3 - Não tem PHDA porque quando está a fazer o que gosta até se esquece das refeições.

Mais do que um défice de atenção, a PHDA tem subjacente uma desregulação da atenção e motivação. Isto significa que pessoas com PHDA têm tendência a adiar sucessivamente tarefas consideradas monótonas, mesmo que sejam fáceis e rápidas de conctretizar. Por outro lado, em atividades desafiantes ou altamente motivadoras, podem atingir os chamados estados de hiperfoco.

4 - Não faz bem porque é preguiçoso ou não tem brio. É incompetente.

As pessoas com PHDA têm dificuldade em realizar as tarefas de uma forma sequencial. Isto é, quando iniciam uma tarefa (ex.: limpar o pó da sala) já estão a pensar nas seguintes (ex.: arrumar ou aspirar). Esta tendência para pensar em várias coisas ao mesmo tempo leva a que saltem entre tarefas, que ficam sucessivamente inacabadas ou mal acabadas. Também é frequente esquecerem-se de pormenores importantes (ex. redigiu um documento e esqueceu-se de assinar ou colocar a data). Estas características, associadas à pressão social, podem gerar sentimentos de falhanço ou autodepreciação, nas pessoas com PHDA. Contudo, não significa que não sejam capazes de atingir os objetivos pessoais e profissionais esperados, mas sim que podem necessitar de utilizar estratégias alternativas.

5 - Pensa que sabe tudo.
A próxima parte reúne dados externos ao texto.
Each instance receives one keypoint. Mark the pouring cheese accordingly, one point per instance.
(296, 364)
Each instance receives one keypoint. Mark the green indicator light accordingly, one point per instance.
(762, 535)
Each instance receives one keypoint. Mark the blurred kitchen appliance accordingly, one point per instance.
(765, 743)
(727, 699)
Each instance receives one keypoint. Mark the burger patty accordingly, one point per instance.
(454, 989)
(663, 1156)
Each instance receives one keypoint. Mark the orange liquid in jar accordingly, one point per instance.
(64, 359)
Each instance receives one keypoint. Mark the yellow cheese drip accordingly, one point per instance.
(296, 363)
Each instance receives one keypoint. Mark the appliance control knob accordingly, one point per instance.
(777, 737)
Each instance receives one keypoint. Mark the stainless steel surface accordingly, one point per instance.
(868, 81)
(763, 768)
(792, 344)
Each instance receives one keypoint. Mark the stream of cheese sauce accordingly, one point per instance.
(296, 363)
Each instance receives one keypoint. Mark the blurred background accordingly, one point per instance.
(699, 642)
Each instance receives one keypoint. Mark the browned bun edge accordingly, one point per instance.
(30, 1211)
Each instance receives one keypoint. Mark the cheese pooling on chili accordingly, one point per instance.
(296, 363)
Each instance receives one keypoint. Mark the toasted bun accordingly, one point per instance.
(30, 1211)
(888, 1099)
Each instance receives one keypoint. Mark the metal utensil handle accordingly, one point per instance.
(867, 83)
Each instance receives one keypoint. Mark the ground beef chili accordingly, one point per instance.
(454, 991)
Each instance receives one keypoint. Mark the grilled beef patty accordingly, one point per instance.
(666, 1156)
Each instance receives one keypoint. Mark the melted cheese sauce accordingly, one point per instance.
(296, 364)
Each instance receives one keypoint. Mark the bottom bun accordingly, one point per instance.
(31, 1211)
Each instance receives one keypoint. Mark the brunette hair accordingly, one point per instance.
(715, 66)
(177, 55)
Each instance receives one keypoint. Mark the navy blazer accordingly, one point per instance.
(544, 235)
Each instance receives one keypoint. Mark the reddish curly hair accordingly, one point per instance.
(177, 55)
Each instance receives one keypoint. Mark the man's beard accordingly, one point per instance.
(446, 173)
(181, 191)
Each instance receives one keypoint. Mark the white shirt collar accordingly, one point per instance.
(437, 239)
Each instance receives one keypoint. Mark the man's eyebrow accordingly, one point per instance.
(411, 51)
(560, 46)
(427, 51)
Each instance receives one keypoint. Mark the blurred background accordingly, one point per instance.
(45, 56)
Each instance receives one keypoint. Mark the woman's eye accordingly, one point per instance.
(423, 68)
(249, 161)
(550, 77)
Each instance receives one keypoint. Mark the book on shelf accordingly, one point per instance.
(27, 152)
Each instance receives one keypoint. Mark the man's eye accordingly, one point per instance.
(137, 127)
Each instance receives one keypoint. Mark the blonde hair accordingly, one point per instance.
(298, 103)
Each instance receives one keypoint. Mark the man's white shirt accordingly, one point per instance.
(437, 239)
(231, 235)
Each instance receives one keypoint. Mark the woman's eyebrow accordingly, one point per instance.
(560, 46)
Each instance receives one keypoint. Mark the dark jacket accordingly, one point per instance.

Não deixa os outros falar.

Ter dificuldade em esperar pela sua vez numa conversa ou mesmo interromper os outros antes de terminarem a pergunta podem ser sintomas de PHDA. Não significa que estas pessoas desrespeitem a opinião dos outros ou se achem mais sabedores, mas sim que têm uma maior dificuldade em controlar os seus impulsos.

Diferença entre PHDA e simples distração

A psiquiatra Ana Araújo sublinha ainda que “na idade adulta, há uma diminuição das manifestações de hiperatividade e um predomínio de desatenção”. Por isso, tende a desvalorizar-se os sinais. A especialista ajuda, assim, a traçar uma linha que ajuda a separar PHDA da simples distração ou desatenção.

“Na PHDA, a desatenção e/ou hiperatividade e impulsividade manifestam-se em todos as dimensões da vida (vida familiar, social e laboral), são persistentes (i.e., não acontece apenas num dia ou numa semana) e habitualmente tem consequências negativas para o próprio (por exemplo, perder uma oportunidade de emprego porque trocou o dia da entrevista; errar uma pergunta no exame porque não leu bem o enunciado; dar uma resposta precipitada porque não deixa as outras pessoas terminares as frase; ter acidentes por ficar impaciente no trânsito)”, explica.

Ana Araújo lembra ainda que a perturbação pode trazer angústia acrescida ao paciente: “Em situações em que é socialmente inaceitável sair do lugar ou movimentar-se (ex., numa reunião, no cinema), adultos com PHDA tendem a ficar tensos, ansiosos, irritáveis ou impacientes, e esses estados podem não ser visíveis para os outros ou entendidos de maneira diferente”.

Assim, sublinha, é fundamental sensibilizar a população para os desafios associados à PHDA, sempre sem optar pela desresponsabilização. “Pelo contrário, a responsabilização contribui para o desenvolvimento socio-pessoal e bem-estar global de qualquer indivíduo. A par da responsabilização, a tolerância e o pensamento inclusivo, por parte da sociedade, permitem criar as condições onde pessoas com PHDA possam prosperar”, apela.

A especialista alerta ainda para a importância de se estar atento a momentos de transição na vida dos pacientes, como a mudança de casa, de emprego ou a maternidade ou paternidade, em que, os desafios de adaptação são maiores e os sintomas podem estar mais presentes e ter mais impacto.